People with T1-T12 paraplegia have nerve sensation and function of all their upper extremities. They can become functionally independent, feeding and grooming themselves and cooking and doing light housework. They can transfer independently and manage bladder and bowel function. They can handle a wheelchair quite well and can learn to negotiate over uneven surfaces and handle curbs. They can drive specially adaptive vehicles.
People with a T2-T9 injury may have enough torso control to be able to stand with the help of braces and a walker or crutches. People with a T10-T12 injury have better torso control than those with a T2-T9 injury, and they may be able to walk short distances with the aid of a walker or crutches.
Some can even go up and down stairs; however, walking with such an injury requires a great deal of effort and can quickly exhaust the patient. Many people with thoracic paraplegia prefer to use a wheelchair so that they will not tire so quickly.

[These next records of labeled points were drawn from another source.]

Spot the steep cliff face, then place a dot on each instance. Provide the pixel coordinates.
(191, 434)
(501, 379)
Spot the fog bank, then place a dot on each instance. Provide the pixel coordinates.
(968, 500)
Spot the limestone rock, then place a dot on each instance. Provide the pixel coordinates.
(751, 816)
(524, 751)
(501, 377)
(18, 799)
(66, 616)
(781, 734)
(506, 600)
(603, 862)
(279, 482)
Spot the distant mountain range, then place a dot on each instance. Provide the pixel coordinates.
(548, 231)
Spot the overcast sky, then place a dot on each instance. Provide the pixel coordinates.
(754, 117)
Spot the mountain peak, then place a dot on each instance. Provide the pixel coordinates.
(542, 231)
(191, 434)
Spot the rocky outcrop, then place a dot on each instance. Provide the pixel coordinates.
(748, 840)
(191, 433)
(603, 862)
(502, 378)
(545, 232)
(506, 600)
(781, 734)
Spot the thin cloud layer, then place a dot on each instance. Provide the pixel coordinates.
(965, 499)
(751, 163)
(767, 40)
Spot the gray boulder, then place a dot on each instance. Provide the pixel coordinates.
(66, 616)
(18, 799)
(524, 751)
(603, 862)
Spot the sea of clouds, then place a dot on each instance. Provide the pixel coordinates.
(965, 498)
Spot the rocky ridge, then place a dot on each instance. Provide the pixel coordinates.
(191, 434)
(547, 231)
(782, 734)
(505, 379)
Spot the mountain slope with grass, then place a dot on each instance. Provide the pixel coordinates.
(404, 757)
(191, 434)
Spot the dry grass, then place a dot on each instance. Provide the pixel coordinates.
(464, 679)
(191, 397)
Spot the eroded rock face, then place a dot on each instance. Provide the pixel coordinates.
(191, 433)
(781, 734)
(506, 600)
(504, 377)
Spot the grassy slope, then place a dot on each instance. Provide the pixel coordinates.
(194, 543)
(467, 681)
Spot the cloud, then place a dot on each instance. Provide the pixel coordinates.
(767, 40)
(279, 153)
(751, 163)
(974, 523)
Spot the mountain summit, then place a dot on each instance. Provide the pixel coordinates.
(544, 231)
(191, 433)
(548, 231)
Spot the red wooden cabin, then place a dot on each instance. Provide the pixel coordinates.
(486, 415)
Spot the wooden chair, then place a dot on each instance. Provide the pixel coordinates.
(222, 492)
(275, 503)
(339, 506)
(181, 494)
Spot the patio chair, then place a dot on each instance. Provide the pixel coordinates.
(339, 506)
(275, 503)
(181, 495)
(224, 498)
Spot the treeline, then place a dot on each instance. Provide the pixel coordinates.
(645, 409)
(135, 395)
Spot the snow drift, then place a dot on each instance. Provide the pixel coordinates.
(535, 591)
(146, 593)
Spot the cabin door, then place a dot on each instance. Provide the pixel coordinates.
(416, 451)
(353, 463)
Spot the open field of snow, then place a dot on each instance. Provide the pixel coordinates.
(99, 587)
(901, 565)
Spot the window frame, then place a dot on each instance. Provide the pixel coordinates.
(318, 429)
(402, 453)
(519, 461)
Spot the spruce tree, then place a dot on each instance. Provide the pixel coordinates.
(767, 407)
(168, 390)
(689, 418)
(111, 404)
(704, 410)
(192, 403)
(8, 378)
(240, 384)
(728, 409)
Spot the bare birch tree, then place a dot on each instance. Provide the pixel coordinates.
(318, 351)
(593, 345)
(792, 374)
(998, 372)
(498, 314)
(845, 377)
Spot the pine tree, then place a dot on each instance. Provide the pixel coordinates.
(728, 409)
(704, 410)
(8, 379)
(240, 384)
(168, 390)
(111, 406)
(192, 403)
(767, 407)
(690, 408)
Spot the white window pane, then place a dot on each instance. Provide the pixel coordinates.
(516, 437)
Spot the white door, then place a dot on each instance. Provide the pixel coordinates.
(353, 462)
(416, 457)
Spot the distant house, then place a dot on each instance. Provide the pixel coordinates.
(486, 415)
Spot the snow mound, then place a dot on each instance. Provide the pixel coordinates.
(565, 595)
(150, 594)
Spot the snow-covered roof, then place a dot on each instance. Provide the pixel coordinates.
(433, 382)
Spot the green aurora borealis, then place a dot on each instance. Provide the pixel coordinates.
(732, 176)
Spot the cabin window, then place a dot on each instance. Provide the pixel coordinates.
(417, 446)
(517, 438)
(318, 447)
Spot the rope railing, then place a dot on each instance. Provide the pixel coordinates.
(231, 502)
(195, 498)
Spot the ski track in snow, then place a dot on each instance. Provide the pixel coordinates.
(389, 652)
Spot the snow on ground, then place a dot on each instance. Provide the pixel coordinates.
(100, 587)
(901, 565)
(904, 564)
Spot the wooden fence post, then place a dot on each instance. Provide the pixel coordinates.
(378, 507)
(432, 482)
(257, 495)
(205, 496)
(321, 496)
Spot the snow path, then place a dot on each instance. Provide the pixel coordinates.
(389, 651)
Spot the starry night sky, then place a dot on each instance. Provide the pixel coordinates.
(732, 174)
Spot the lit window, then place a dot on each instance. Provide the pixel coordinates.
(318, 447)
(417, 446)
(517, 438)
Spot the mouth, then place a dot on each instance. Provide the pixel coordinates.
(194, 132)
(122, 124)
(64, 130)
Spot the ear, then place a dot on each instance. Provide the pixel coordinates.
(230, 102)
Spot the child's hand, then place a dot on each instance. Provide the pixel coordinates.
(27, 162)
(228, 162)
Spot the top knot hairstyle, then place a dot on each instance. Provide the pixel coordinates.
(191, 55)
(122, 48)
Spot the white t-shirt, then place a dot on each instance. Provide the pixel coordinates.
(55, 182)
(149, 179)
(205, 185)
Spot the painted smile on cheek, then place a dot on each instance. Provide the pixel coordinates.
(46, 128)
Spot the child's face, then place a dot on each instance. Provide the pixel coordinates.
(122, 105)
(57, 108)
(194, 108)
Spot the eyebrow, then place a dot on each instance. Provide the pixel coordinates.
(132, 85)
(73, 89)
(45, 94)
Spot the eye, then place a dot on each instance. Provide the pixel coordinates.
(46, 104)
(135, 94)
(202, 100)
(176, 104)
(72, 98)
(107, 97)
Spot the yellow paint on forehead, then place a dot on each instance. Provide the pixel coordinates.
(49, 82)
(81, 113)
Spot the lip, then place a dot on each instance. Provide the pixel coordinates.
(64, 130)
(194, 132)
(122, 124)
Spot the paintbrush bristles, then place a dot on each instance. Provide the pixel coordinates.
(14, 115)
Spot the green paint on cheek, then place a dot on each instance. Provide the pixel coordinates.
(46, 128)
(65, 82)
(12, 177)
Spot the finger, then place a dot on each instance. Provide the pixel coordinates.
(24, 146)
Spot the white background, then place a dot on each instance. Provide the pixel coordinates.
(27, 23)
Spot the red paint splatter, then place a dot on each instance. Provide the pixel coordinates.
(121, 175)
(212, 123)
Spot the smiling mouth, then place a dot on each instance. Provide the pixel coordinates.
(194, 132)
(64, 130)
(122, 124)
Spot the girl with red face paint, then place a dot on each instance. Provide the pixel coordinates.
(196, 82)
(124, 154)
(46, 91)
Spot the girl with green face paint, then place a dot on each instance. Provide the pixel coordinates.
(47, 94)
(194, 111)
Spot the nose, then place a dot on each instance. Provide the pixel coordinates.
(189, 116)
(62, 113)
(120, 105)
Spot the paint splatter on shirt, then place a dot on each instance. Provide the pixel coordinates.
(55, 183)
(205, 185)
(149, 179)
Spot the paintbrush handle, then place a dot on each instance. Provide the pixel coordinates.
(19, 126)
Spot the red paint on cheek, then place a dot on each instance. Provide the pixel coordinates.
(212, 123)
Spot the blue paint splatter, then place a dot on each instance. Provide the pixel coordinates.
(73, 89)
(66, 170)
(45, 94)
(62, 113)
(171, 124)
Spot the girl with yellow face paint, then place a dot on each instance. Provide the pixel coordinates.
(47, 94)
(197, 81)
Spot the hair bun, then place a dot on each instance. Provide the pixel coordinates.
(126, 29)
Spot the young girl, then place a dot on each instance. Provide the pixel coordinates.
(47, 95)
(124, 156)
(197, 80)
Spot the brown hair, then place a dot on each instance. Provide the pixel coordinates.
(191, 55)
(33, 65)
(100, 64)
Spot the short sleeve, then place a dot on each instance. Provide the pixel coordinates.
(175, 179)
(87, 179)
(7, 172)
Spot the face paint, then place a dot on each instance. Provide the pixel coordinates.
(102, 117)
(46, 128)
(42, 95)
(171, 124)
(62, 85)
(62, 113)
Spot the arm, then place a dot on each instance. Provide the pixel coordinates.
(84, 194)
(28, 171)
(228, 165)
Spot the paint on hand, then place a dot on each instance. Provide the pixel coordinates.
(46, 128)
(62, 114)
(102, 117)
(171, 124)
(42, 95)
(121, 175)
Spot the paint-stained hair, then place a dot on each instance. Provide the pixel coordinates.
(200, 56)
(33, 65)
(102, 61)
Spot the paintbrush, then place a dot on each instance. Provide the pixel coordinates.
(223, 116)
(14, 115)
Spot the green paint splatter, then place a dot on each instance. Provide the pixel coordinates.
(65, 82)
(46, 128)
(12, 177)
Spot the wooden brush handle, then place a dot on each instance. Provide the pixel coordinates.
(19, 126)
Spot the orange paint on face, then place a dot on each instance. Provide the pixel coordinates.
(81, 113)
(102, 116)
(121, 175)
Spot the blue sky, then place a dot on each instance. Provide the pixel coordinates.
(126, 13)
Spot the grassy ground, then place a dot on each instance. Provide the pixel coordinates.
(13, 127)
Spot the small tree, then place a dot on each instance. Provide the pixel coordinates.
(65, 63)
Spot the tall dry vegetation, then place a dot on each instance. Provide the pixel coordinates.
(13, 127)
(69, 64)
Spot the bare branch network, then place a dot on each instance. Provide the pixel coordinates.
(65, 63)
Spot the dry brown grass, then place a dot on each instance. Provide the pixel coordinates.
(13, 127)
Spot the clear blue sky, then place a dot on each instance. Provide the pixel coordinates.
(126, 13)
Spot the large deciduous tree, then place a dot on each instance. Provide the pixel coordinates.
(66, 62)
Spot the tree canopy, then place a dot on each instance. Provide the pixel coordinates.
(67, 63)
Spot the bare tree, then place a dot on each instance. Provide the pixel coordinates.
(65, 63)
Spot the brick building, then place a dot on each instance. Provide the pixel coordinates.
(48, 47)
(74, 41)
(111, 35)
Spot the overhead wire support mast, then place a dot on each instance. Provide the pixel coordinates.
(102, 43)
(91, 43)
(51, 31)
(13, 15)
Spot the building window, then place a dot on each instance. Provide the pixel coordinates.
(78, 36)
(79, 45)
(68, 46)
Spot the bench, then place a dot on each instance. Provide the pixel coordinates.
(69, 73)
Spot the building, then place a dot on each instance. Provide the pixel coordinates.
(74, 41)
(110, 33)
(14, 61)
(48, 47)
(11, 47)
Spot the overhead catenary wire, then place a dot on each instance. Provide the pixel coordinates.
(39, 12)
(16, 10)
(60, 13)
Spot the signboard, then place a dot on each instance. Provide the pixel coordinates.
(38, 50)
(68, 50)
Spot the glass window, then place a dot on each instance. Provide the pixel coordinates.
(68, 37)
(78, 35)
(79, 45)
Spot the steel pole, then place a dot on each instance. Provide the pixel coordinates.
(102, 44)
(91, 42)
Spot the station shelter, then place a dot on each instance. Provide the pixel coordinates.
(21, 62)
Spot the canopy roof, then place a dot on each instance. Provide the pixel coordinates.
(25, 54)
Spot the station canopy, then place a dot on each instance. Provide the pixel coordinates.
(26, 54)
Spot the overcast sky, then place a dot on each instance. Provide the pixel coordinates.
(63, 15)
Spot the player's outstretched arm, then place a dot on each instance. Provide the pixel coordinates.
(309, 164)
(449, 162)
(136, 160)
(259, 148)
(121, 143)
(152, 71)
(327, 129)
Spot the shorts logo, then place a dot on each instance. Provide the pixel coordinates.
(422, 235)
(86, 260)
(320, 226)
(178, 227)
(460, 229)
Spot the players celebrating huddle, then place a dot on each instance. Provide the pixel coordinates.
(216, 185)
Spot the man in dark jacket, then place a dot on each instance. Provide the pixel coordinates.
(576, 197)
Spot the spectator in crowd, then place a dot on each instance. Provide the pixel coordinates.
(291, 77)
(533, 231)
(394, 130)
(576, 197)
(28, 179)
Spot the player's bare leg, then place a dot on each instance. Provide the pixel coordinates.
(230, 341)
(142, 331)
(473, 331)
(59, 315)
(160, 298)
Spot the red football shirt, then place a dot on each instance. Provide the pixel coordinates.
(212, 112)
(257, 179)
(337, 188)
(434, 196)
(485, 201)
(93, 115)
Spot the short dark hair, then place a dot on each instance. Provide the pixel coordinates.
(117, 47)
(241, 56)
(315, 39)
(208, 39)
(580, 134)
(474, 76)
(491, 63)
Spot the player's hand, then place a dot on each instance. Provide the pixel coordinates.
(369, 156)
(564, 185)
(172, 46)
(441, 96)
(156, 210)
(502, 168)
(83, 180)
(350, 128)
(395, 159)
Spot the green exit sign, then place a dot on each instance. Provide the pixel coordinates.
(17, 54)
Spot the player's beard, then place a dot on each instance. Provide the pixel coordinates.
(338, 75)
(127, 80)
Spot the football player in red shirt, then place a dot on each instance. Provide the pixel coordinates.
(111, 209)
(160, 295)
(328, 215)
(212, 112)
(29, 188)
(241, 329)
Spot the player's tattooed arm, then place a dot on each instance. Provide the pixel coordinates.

People with sacral or lumbar paraplegia can be functionally independent in all of their self-care and mobility needs. They can learn to skillfully handle a manual wheelchair and can drive specially equipped vehicles. People with a lumbar injury can usually learn to walk for distances of 150 feet or longer, using assistive devices. Some can walk this distance without assistance devices. Most rely on a manual wheelchair when longer distances must be covered.
Other Functional Assessment Scales
There are many other functional scales besides the ASIA scale, but it is the most frequently used. Neurologists find the NLOI (the Neurological level of injury) scale helpful; it is a simply administered test of motor function and range of motion. The Function Independence Measure (FIM) evaluates function in mobility, locomotion, self-care, continence, communication, and social cognition on a 7-point scale.
The Quadriplegic Index of Function (QIF) detects small, clinically significant changes in people with tetraplegia. Other scales include the Modified Barthel Index, the Spinal Cord Independence Measure (SCIM), the Capabilities of Upper Extremity Instrument (CUE), the Walking Index for SCI (WISCI), and the Canadian Occupational Performance Measure (COPM).